Ernesto Nam

Updated: Dec 11, 2019

“I saw my father crying, and it was the first time I had seen him cry, and then we lost our home and had to move out really suddenly, and then a few months later I got rejected from all the colleges I applied to, all in a really short period of time.”


But Ernesto Nam turned these difficult months into something beautiful, maximizing his gap year to work on causes he was passionate about while also prioritizing personal growth and understanding.

During his family’s financial crisis, Ernesto was already working at a Habit for Humanity type foundation called TECHO, which ended up being a tremendous source of inspiration for him.


“While all of this was happening, I was given the opportunity to be the leader of a construction with TECHO, which was a 10 week process,” Ernesto said. “I was the first teenager to lead a construction of mainly college students.”


He began spending between 20 and 30 hours a week helping organize a five day long construction build homes for vulnerable communities, which was the biggest such construction of the year, and reoriented Ernesto’s perspective and giving him a great source of happiness.


“I was helping people who had pretty much nothing, and they were happy because they were getting a home,” Ernesto said, “and I was sad because I had pretty much everything but a home for a short period of time.”


All of this combined to push Ernesto to start a nonprofit during his gap year because he did not want to rely solely on TECHO to be able to impact people’s lives.
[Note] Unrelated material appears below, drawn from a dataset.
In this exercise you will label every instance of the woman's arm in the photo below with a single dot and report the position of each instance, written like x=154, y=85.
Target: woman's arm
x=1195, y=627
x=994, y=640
So, he started Englobar as his social impact passion project and also started tutoring people in his community to help his parents financially as much as he could because he was a champion Math Olympian as well.
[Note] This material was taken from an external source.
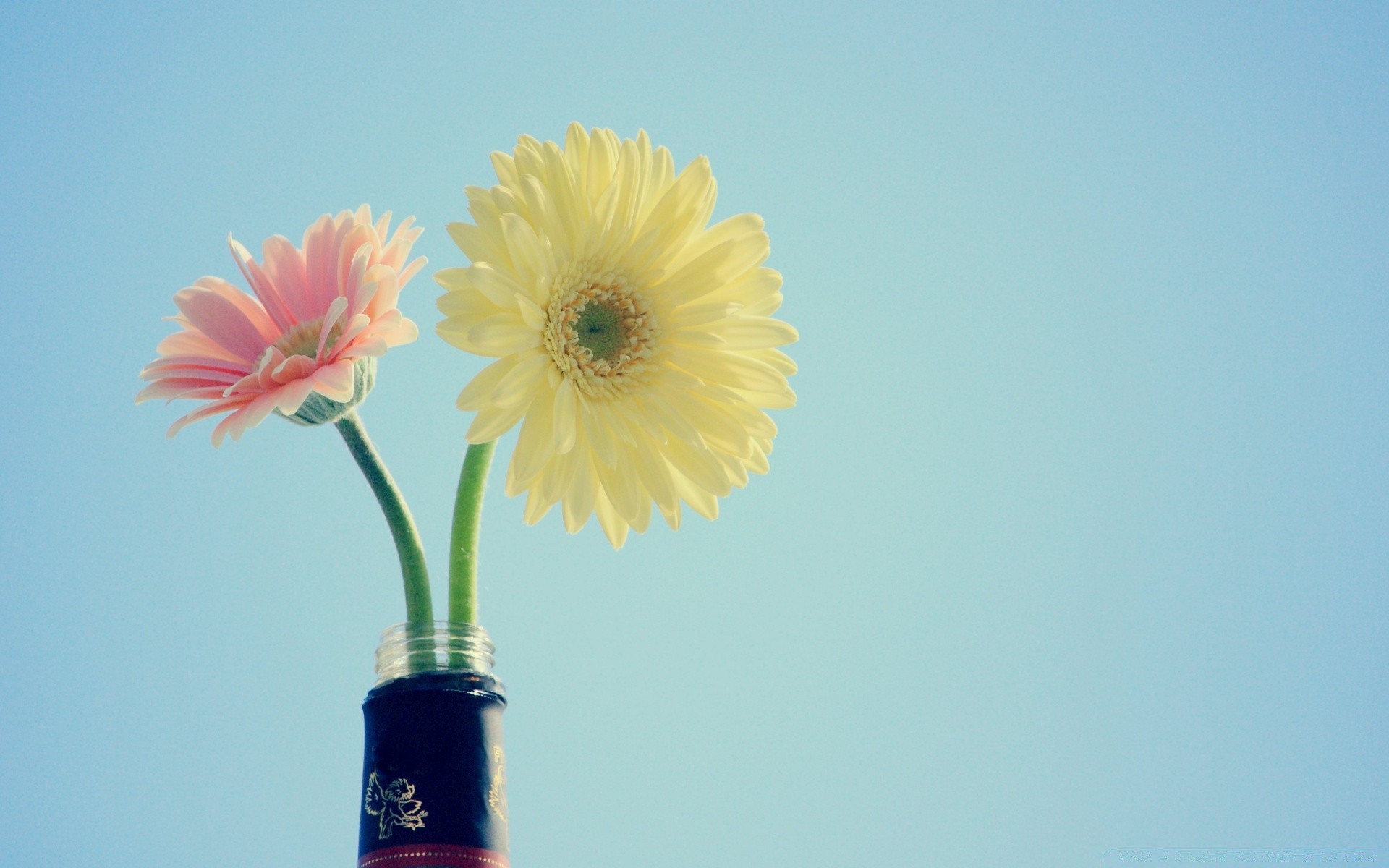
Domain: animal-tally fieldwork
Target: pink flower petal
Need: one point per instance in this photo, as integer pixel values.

Englobar aims to tackle several prevalent societal issues while motivating volunteers to positively contribute to society.
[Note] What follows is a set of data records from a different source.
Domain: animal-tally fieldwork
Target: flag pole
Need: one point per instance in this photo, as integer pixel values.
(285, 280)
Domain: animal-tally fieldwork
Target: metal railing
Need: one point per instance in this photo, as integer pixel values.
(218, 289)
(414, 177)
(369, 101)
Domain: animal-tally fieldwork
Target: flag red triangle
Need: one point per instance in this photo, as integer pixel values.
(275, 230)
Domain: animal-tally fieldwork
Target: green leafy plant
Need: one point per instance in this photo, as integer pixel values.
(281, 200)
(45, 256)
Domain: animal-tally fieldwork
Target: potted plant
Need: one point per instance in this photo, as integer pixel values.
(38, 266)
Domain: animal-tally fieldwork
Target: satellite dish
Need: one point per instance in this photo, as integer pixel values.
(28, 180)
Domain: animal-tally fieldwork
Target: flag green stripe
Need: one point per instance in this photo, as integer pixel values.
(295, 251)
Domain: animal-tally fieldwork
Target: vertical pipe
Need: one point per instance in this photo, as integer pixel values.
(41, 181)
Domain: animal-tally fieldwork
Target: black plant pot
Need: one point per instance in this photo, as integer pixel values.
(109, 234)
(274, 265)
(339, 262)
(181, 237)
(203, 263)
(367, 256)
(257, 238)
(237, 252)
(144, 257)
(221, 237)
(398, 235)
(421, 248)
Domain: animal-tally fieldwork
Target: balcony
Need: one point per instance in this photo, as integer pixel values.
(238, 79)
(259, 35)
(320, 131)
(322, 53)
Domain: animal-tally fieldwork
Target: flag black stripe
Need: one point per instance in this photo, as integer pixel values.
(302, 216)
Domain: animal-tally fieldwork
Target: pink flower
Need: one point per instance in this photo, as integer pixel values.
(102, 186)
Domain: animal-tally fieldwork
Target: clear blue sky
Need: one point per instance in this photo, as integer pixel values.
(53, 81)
“Starting in Paraguay and Latin America, we see that besides having a bad education system, a bad societal system, and a lot of corruption, there is a bigger problem of widespread hopelessness,” Ernesto said.


He harped on hopelessness as the biggest problem because it leads to people contributing less to their communities, and that is exactly what his organization aims to combat through education. While they focus on teaching those less privileged, Ernesto did not stop there, noticing the potential of privileged people to help their communities as well if they knew how to.


So, while they teach reading and basic mathematics to their students so they can follow what their interests truly are, they also do leadership activities and environmental education so that their students have a solid foundation and the ability to effectuate even small change.

Englobar is currently in Paraguay and México with over 250 volunteers.


Ernesto was not only able to turn an unfortunate situation into a positive one, but he has rewired his thought process on the future and what is important to him too. After applying to only the top American universities, he now realizes the name of the school is not what matters but what he is able to do with his education, and his maturity and experience now radiates off him.


“From my experience in high school for TECHO I found my passion for helping those less fortunate,” Ernesto said, “and then with my family situation I really found my true north.”